Das Berufungsgericht hat daher zwar im Ergebnis zu Recht einen Anspruch des [X.] auf die Gewährung sogenannten "großen" Schadensersatzes verneint (vgl. [X.], Urteil vom 26. Juni 2023 - [X.], [X.]Z 237, 245 Rn. 22 bis 27). Es hat jedoch nicht berücksichtigt, dass dem Kläger nach § 823 Abs. 2 BGB in Verbindung mit § 6 Abs. 1, § 27 Abs. 1 [X.]-FGV ein Anspruch auf Ersatz eines erlittenen [X.] zustehen kann (vgl. [X.], Urteil vom 26. Juni 2023, aaO, Rn. 28 bis 32; ebenso [X.], Urteile vom 20. Juli 2023 - [X.], [X.], 1839 Rn. 21 ff.; - [X.], juris Rn. 16 f.; Urteil vom 12. Oktober 2023 - [X.], juris Rn. 20).

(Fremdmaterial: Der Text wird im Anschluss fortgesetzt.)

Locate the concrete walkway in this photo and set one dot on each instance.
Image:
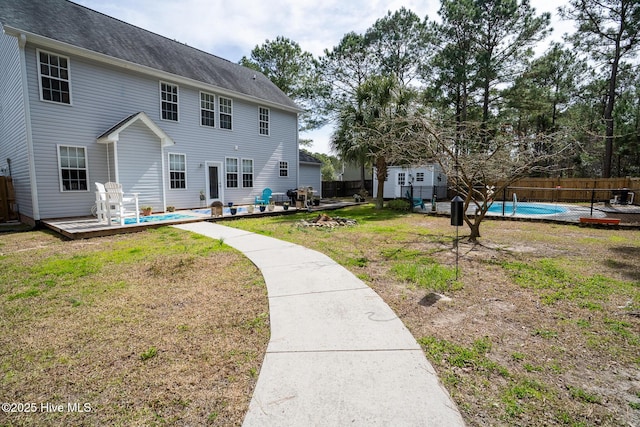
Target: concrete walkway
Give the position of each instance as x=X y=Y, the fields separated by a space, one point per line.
x=338 y=355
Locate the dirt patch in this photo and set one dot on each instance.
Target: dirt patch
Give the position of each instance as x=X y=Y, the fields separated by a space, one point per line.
x=541 y=327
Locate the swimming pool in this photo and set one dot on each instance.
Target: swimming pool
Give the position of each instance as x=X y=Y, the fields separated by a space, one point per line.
x=527 y=209
x=156 y=218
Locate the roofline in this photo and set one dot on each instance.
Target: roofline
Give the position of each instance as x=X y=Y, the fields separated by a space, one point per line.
x=113 y=134
x=100 y=57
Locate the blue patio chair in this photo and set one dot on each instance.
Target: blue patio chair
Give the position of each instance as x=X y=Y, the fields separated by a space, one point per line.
x=264 y=198
x=415 y=201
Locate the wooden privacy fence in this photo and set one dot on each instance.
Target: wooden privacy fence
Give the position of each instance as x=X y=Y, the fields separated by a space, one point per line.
x=571 y=189
x=7 y=200
x=345 y=188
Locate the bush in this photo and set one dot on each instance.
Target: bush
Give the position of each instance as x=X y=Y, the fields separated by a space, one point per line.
x=398 y=205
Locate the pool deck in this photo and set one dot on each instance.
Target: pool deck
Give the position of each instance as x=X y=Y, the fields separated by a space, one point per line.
x=629 y=215
x=89 y=227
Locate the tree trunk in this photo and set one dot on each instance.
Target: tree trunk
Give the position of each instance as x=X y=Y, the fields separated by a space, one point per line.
x=608 y=112
x=381 y=175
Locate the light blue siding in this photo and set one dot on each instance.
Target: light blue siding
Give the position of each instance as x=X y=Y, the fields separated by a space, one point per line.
x=13 y=137
x=102 y=95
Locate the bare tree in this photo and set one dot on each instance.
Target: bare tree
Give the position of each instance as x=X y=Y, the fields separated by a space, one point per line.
x=486 y=165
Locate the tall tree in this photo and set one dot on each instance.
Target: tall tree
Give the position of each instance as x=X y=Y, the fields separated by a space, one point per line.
x=507 y=32
x=608 y=31
x=294 y=71
x=544 y=91
x=401 y=42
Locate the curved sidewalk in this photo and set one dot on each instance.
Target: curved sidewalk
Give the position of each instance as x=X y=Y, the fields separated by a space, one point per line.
x=338 y=355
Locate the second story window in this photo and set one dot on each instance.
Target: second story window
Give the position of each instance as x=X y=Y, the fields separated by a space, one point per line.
x=53 y=71
x=169 y=99
x=284 y=168
x=207 y=109
x=225 y=112
x=263 y=120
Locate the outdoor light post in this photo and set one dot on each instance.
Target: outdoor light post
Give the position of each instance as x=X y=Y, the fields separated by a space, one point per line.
x=457 y=213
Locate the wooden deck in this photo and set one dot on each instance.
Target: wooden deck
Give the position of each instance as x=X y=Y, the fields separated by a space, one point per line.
x=89 y=227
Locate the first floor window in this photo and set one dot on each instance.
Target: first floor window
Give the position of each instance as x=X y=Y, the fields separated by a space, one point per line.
x=232 y=172
x=247 y=173
x=284 y=168
x=169 y=99
x=54 y=78
x=73 y=168
x=263 y=120
x=178 y=170
x=207 y=109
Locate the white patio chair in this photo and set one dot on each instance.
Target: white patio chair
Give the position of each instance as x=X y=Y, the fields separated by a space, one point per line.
x=116 y=202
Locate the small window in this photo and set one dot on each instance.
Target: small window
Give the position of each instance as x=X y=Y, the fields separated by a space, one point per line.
x=169 y=99
x=225 y=112
x=72 y=162
x=232 y=172
x=264 y=121
x=247 y=173
x=178 y=170
x=284 y=168
x=54 y=78
x=207 y=109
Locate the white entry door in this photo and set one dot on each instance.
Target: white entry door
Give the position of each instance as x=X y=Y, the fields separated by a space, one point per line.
x=214 y=190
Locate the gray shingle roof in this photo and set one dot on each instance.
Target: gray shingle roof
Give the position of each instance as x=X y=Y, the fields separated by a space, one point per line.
x=67 y=22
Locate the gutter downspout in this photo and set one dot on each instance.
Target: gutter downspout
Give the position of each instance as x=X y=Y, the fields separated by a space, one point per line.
x=22 y=42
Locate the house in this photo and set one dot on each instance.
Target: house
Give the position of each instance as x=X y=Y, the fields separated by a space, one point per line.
x=423 y=181
x=310 y=171
x=88 y=98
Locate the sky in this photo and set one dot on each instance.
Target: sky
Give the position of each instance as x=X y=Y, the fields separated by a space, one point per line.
x=231 y=29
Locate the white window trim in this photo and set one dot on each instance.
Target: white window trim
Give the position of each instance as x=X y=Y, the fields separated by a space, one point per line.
x=253 y=175
x=160 y=83
x=280 y=169
x=40 y=77
x=260 y=121
x=238 y=172
x=186 y=183
x=220 y=112
x=216 y=118
x=86 y=168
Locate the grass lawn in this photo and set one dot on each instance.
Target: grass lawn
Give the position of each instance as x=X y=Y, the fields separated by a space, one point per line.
x=164 y=327
x=544 y=323
x=161 y=327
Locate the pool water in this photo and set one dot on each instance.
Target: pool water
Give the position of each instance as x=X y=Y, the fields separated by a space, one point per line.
x=156 y=218
x=527 y=208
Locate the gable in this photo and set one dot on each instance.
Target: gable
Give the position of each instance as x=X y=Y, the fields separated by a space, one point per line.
x=83 y=28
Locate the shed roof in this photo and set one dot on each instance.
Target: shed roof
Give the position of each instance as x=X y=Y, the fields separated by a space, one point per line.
x=79 y=26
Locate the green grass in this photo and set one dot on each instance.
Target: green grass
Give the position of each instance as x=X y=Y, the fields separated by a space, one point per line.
x=554 y=282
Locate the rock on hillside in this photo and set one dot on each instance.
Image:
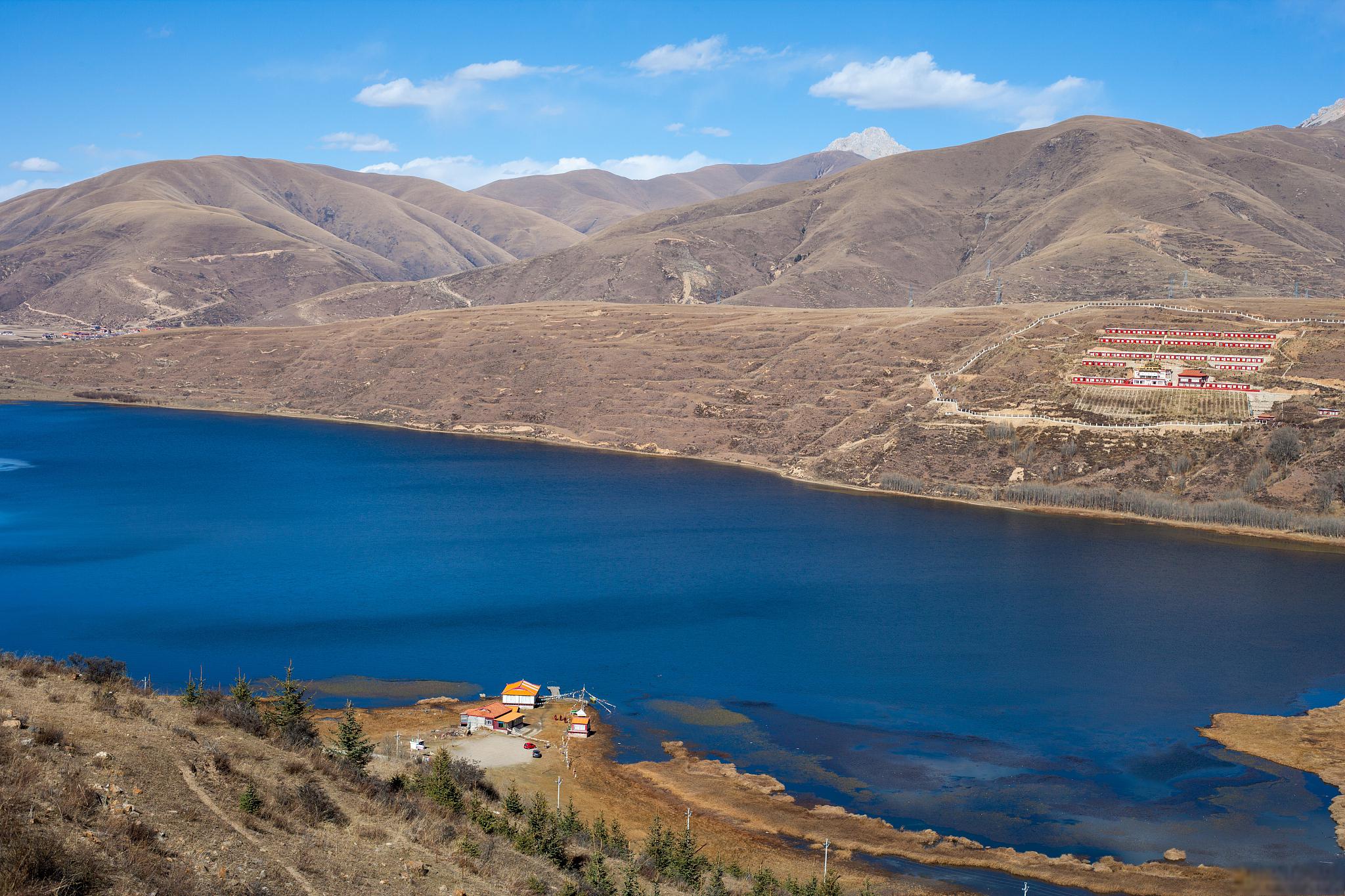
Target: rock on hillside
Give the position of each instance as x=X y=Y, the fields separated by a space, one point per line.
x=871 y=142
x=1325 y=114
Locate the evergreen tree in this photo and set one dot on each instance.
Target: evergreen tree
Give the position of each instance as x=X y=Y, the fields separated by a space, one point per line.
x=440 y=785
x=242 y=691
x=657 y=845
x=350 y=743
x=569 y=820
x=513 y=802
x=617 y=843
x=686 y=863
x=598 y=878
x=600 y=833
x=249 y=801
x=191 y=694
x=288 y=712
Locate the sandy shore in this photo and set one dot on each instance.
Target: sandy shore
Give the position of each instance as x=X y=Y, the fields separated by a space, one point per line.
x=752 y=820
x=1313 y=742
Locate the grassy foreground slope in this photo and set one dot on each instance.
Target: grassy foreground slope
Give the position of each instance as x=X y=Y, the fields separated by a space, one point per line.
x=841 y=396
x=109 y=789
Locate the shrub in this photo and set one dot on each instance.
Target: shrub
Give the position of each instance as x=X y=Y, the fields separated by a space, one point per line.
x=249 y=801
x=99 y=671
x=49 y=736
x=310 y=802
x=105 y=700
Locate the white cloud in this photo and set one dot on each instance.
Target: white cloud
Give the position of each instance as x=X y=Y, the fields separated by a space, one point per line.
x=449 y=91
x=468 y=172
x=357 y=142
x=693 y=55
x=19 y=187
x=35 y=163
x=917 y=82
x=646 y=167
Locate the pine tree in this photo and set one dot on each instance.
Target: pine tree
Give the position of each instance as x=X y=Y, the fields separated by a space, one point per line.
x=191 y=694
x=249 y=801
x=440 y=784
x=617 y=843
x=686 y=861
x=569 y=820
x=288 y=714
x=350 y=743
x=242 y=691
x=600 y=833
x=513 y=802
x=657 y=845
x=598 y=878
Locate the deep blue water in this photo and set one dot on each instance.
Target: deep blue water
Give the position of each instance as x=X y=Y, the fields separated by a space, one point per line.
x=1024 y=680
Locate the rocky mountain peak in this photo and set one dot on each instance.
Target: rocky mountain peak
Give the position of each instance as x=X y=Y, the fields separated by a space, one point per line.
x=871 y=142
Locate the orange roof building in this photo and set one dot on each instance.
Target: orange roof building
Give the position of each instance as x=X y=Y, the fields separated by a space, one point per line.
x=495 y=716
x=580 y=725
x=521 y=694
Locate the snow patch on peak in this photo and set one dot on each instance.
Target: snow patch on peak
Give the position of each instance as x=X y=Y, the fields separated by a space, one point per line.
x=871 y=142
x=1325 y=114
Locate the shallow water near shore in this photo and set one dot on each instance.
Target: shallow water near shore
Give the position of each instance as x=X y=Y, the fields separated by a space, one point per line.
x=1024 y=680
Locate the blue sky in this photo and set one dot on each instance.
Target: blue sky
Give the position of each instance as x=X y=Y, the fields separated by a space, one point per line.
x=467 y=93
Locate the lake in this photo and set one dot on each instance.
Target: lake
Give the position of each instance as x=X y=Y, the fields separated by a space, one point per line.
x=1024 y=680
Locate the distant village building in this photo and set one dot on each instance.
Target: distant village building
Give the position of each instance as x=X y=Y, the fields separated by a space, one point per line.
x=494 y=716
x=521 y=694
x=1152 y=373
x=580 y=725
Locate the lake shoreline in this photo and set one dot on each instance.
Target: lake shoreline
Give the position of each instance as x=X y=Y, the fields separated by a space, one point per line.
x=506 y=431
x=748 y=815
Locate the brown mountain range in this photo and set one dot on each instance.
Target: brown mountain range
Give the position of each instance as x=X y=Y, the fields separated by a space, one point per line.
x=1086 y=209
x=592 y=199
x=221 y=240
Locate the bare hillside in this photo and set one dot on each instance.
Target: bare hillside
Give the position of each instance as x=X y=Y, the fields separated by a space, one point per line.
x=838 y=395
x=591 y=200
x=1087 y=209
x=221 y=240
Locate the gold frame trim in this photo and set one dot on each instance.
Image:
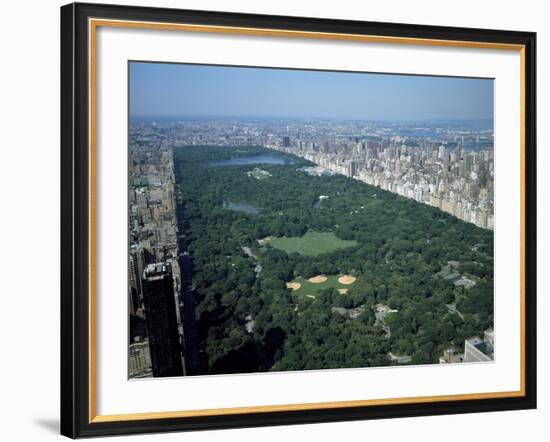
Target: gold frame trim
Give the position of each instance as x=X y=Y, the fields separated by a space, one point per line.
x=93 y=24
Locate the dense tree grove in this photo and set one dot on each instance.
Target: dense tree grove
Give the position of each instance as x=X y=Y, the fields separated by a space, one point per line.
x=403 y=246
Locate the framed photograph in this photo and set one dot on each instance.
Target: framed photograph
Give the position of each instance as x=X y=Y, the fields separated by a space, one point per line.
x=278 y=220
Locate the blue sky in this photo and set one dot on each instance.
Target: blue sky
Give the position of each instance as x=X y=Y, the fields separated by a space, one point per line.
x=179 y=90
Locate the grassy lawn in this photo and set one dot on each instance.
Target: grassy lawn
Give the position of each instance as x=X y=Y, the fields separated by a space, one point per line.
x=311 y=244
x=309 y=288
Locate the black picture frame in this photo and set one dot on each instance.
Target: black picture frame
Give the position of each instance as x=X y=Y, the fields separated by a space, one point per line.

Demzufolge hat das Berufungsgericht - von seinem Rechtsstandpunkt aus folgerichtig - weder dem Kläger Gelegenheit zur Darlegung eines solchen Schadens gegeben, noch hat es Feststellungen zu einer deliktischen Haftung der Beklagten wegen des zumindest fahrlässigen Einbaus einer unzulässigen Abschalteinrichtung getroffen.

III.

Die angefochtene Entscheidung ist demnach im beantragten Umfang aufzuheben (§ 562 Abs. 1 ZPO), weil sie sich insoweit auch nicht aus anderen Gründen als richtig darstellt (§ 561 ZPO). Die Sache ist zur neuen Verhandlung und Entscheidung an das Berufungsgericht zurückzuverweisen (§ 563 Abs. 1 Satz 1 ZPO). Das Berufungsgericht wird auf der Grundlage der mit Urteil des Senats vom 26. Juni 2023 in der Sache [X.] aufgestellten Grundsätze die erforderlichen Feststellungen zu einer Haftung der Beklagten nach § 823 Abs. 2 BGB in Verbindung mit § 6 Abs. 1, § 27 Abs. 1 [X.]-FGV zu treffen haben, nachdem es dem Kläger Gelegenheit gegeben hat, den [X.] zu berechnen und dazu vorzutragen.

[X.]     

      

Krüger     

      

Götz

      

Vogt-Beheim     

      

Katzenstein     

      

Meta

VIa ZR 1659/22

26.03.2024

Bundesgerichtshof 6a. Zivilsenat

Urteil

Sachgebiet: ZR

vorgehend OLG Dresden, 28. November 2022, Az: 5a U 1055/22

Zitier­vorschlag: Bundesgerichtshof, Urteil vom 26.03.2024, Az. VIa ZR 1659/22 (REWIS RS 2024, 2065)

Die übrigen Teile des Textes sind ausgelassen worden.